Table 4. Kullback–Leibler distance between the data and nonparametric estimation, normal distribution, and AL distribution.

	Fitted Model	Australian	Canadian	European	United Kingdom
	NPE	0.01517266	0.010891579	0.01151911	0.011049836
VaR	Normal	0.01362937	0.009802167	0.01032088	0.009827726
	AL	0.01614879	0.011414264	0.01203293	0.011189744
	NPE	0.01867488	0.01389147	0.01462476	0.01416356
CVaR	Normal	0.01559450	0.01121916	0.01182572	0.01124887
	AL	0.01853932	0.01310868	0.01383669	0.01285112

shows the different results of Value-at-Risk (VaR) and Conditional Value-at- Risk (CVaR) with a given significant level $\alpha =0.99$, under nonparametric estimation, the normal model, and the Asymmetric Laplace model.

5. Conclusions

Our analysis shows that compared with the normal model, the VaR and CVaR under nonparametric estimation and the Asymmetric Laplace model performs better. In other words, the findings suggests that VaR and CVaR under the normal model could underestimate the true value of potential loss of the specific portfolio.

For the nonparametric estimation approach in computing VaR and CVaR, without a distribution to help determine future returns, we can assume that the past information will exactly replicate the future, simulation data for study. The strengths of the method are: (1) No forced assumption of a normal distribution has been made in the risk assessment; hence, all historical data have been completely integrated. (2) There was no need for a variance/covariance matrix to be used in order to compute the portfolio standard deviation. Consequently, the accuracy of this historical VaR estimate is only as good as the number of data points that are available to measure and the amount of time that has passed since the data were collected. It may turn out to be time-consuming or even impossible. However, in theory, if we had enough data to fully depict all of the crises events and changing business cycles that happened, this method would be preferable to the parametric method. The performance of the portfolio and the number of portfolios at risk would be known at any given time. However, even if we had historical data, there is no guarantee that it will ever completely duplicate itself historically if there is no known distribution.
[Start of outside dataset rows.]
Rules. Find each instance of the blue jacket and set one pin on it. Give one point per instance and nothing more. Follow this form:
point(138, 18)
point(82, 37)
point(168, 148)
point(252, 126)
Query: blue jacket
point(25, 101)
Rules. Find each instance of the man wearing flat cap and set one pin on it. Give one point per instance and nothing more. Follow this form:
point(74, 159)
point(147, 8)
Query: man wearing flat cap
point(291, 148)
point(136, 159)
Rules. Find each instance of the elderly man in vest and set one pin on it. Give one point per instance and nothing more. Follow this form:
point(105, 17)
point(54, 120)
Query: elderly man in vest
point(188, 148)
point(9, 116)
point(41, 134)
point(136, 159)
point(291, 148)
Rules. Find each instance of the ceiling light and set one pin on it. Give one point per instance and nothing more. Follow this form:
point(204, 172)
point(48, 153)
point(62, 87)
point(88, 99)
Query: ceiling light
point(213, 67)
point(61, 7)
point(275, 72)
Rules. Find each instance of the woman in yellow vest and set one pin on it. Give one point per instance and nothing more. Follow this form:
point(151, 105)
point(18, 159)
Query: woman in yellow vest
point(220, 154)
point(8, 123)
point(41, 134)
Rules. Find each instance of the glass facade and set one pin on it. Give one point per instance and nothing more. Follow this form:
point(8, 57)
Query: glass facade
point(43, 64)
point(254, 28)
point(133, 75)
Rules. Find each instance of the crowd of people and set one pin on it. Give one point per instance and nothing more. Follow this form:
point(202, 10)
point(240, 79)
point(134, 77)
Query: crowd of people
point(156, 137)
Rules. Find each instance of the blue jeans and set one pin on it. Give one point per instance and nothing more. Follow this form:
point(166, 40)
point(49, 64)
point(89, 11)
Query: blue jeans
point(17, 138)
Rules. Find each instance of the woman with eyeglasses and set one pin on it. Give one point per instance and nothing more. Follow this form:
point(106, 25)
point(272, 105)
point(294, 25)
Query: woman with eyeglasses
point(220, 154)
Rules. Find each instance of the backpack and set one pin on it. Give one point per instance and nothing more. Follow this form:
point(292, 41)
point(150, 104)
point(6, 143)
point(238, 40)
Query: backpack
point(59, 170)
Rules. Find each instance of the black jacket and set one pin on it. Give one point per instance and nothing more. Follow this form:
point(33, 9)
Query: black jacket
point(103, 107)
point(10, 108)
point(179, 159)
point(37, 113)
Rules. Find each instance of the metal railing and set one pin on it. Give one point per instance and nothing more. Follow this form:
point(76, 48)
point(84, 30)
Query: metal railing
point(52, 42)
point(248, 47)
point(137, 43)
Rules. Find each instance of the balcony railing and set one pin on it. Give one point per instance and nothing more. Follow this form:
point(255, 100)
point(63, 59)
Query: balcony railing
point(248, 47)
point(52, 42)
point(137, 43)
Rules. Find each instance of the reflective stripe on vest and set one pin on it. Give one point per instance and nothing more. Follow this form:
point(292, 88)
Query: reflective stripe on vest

For the parametric method in calculating VaR and CVaR, we used the AL model for currency exchange rates, because the AL model is simple to calculate, asymmetric, and captures the leptocurticity of the empirical data quite well. The disadvantage of parametric methods is that they are ineffective when the portfolio has discontinuous payoffs. Therefore, which methods we should choose, nonparametric estimation or parametric method with the Asymmetric Laplace model, to calculate VaR and CVaR still depends on different situations.

Finally, the methodology could also be generalized to incorporate and test some situations, especially stock price, interest rates, and commodity prices. The AL distribution is useful in capturing the peakedness, leptokurticity, and skewness inherent in such data. The result of this study suggests that AL could be an effective model to apply financial data to help firms perform better.